The panelists were asked to comment on what they thought the Biden administration should do in regards to the ongoing coronavirus pandemic and the economic crisis which the United States is facing. One must “find common ground with whoever you can find common ground with to save lives,” Murphy explained. 

The Biden administration should support sending out more vaccines immediately, according to the governor, since the country is still far from where it should be in regards to tackling the pandemic. There is also a need for state and local aid from Congress in order to continue providing and delivering services to front line workers, according to Governor Murphy. In the last stimulus, there was no local aid provided, Murphy explained. 

In regards to the pandemic, the governor said the country needs a fact-based and empathy-based rhetoric. “We need decisions that are based on nothing but the facts, the data, the science, the raw numbers,” said Murphy. In addition to that fact-based rhetoric, there must be empathy for the thousands of people who have lossed loved ones due to the coronavirus. As of press time, over 400,000 individuals in the United States have lost their lives to the coronavirus, according to a Johns Hopkins University database.

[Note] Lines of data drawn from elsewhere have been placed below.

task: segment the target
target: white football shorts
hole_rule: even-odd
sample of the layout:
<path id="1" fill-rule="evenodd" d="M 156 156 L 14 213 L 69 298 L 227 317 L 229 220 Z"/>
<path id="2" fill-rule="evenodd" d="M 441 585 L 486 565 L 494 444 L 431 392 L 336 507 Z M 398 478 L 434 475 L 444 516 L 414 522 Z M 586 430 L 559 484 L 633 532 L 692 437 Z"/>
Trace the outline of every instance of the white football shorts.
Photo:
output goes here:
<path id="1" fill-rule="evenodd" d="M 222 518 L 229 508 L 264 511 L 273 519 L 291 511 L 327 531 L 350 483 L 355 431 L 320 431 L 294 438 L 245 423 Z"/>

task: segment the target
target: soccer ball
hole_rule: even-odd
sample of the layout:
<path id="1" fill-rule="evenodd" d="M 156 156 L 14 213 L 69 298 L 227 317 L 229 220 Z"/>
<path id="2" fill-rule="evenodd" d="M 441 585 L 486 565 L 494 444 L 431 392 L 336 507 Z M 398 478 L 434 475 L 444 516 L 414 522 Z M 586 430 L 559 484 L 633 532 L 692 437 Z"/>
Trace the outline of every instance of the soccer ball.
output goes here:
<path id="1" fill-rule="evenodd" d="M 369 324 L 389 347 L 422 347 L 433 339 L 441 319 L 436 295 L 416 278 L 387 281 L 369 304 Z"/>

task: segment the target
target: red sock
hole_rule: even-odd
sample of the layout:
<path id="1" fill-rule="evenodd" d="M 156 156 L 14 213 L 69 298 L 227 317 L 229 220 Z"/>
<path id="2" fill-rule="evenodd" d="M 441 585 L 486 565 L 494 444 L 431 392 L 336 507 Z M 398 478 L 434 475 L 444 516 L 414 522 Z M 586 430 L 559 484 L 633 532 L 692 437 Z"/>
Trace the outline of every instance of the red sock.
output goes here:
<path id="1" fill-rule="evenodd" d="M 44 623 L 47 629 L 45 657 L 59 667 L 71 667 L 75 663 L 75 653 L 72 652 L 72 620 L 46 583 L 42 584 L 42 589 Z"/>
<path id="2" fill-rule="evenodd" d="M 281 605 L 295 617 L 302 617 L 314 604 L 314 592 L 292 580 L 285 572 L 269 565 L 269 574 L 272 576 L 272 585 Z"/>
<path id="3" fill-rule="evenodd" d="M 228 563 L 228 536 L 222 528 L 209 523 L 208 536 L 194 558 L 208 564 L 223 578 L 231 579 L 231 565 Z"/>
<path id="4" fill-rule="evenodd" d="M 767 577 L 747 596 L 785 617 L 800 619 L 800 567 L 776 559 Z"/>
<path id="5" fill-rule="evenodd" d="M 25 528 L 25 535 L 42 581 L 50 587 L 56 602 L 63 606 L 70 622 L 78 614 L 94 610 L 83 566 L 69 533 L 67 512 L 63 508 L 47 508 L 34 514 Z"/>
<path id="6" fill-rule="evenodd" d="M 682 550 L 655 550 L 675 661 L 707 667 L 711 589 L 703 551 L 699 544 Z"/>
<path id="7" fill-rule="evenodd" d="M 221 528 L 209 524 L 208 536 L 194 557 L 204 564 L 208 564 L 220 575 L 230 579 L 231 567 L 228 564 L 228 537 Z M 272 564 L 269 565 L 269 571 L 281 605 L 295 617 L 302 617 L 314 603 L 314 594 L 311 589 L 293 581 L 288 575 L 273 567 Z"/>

“We need that right now. That alone will go a step if not many steps towards rebuilding the fabric that we have torn apart,” said Murphy. 

The panelists were asked to comment on how the Biden-Harris administration could tackle issues relating to anti-Blackness, structural racism and racial violence within the United States.

Schultz said that the economic factor must be considered, since it has been difficult for African Americans to build generational wealth due to redlining and other systemic practices that occur on the local and municipal level which disproportionately affect people of color. A potential solution, according to Schultz, is to put money back into communities of color. Along with money there should be more resources available to the community to provide assistance in using the aids, like technical assistance.  

“[Joe Biden] is not going to cure racism in the country but he can lead by example,” said Schultz. 

Through the diversity of the Biden-Harris administration, Schultz said it can act as a model for corporate boards and other administrations to be more diverse and inclusive.